小学生の頃から生じます。加齢とともに数が増え、目立ちやすくなります。両ほほ、鼻、目のまわり、胸部、腕、手に「雀の卵の模様に似た色素班」という病名の通り、直径2-3mmの茶色から褐色班が多発しています。遺伝素因があり、ご家族にも同じ症状の方がいます。紫外線の強くなる夏に悪化します。また、こするなどの摩擦による刺激でも悪化します。徐々に薄くなると言われていますが、消えることはなく、年齢を重ねると老人性色素班のようにみえてきます。

 

肝斑

30-50歳代のアジア人女性に多く見られる色素班です。境界明瞭な淡褐色斑が、おでこや頬、口周りに左右対称性に生じます。

原因はまだ明確になっていませんが、多くの因子が関与していると考えられています。紫外線や、摩擦などの刺激、化粧品や炎症、また女性ホルモンの関与(妊娠2-3か月で始まり、出産後に徐々に薄くなりますが、閉経後まで持続することもあります。)、心理的なストレスなどが悪化因子です。肝斑に雀卵斑が合併することもあります。化粧品による接触皮膚炎(かぶれ)を合併することが多いとされています。

 

診断方法は?

発症年齢や分布が大切

上述したようにシミにはいくつかの種類があります。見た目はよく似ていても、全く違う種類のこともあり、また複数のシミが重複していると、さらに鑑別は難しくなります。

シミが出現した年齢や、シミの分布などではっきりとわかるものもあれば、いつ頃からあるのか覚えていない、シミが多発していて鑑別が難しい、などの場合もあります。

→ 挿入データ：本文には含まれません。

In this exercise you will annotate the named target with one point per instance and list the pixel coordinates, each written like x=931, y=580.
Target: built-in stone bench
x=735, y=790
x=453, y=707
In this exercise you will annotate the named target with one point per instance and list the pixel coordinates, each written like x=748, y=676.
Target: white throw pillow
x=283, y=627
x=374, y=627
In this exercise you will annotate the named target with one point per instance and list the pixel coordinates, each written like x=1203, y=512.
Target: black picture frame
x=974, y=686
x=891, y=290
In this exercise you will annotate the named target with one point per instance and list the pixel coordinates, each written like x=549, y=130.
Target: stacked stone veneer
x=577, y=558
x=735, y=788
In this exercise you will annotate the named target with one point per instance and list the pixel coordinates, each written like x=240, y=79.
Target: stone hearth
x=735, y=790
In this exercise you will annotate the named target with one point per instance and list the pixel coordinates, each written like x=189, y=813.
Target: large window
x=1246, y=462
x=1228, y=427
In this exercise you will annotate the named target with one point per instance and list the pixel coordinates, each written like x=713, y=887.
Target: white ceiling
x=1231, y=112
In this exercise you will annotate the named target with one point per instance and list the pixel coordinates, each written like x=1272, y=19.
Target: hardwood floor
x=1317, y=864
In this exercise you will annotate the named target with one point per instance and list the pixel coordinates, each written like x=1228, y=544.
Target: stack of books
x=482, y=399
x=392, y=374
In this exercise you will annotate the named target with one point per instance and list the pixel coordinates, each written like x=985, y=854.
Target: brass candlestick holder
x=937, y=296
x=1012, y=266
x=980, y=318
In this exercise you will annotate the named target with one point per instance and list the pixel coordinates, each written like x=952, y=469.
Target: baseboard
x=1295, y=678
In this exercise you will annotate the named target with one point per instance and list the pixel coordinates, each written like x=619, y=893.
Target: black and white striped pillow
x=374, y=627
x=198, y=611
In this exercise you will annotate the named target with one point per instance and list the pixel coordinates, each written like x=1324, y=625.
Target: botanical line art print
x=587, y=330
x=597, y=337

こするような間違ったスキンケアを行なっていることが原因で生じたものは、例えば肝斑のように見えていてても、正しいスキンケアを行うだけで改善することもあります。

皮膚をとる検査(皮膚生検)で診断を確定することは可能ですが、シミが多発していたり、メスを使わない美容治療をご希望されている方に、麻酔をして皮膚の一部を切除し、検査をするのは現実的ではありません。

 

悪性のものとの鑑別にはダーモスコピーが有効

一見シミに見えていても、ある一定以上の年齢になると、一部に悪性のシミが生じていることもあります。

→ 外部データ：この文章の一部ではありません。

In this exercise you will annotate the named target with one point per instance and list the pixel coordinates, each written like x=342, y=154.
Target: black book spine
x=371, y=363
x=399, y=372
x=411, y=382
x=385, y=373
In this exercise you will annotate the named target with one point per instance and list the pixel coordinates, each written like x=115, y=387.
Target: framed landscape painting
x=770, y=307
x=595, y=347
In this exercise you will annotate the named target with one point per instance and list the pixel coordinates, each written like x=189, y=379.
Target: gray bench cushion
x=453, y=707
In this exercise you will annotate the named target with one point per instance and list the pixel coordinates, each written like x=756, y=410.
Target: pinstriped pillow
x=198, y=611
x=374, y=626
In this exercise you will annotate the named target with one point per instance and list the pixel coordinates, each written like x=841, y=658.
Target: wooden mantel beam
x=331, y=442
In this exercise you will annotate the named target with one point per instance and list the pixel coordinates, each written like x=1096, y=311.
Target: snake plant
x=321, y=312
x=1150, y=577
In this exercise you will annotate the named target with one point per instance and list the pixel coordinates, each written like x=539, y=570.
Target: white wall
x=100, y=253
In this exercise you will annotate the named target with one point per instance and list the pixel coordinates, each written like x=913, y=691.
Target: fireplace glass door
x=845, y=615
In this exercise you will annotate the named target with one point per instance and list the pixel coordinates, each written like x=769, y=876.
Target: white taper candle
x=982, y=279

形がいびつであったり、濃淡のあるものは悪性の可能性を否定するためにダーモスコピーで拡大し確認します。少しでも悪性の可能性がある場合は、皮膚生検などの精査が必要です。

 

治療法は?

病態によって異なる

老人性色素班

レーザー治療が主体になります。IPLなどの光治療も有効です。メラノソームを多くもっている異常なケラチノサイトを物理的に除去します。メラノソームをつくるメラノサイトの働きを抑え、メラニンの排出を促すためにハイドロキノンの外用も行います。

 

雀卵斑(そばかす)

レーザー治療(レーザートーニングやスポット照射)やIPLなどの光治療が適応になります。治療に反応しますが再発しやすく、紫外線の強い夏などに色調が濃くなります。

 

肝斑

他のシミとは病態が異なります。(メラノサイトの活性化によるメラニンの合成が過剰な状態)また、はっきりとした原因は明確になっていないため、レーザー治療や光治療ではなく、まずは内服薬での治療が必要です。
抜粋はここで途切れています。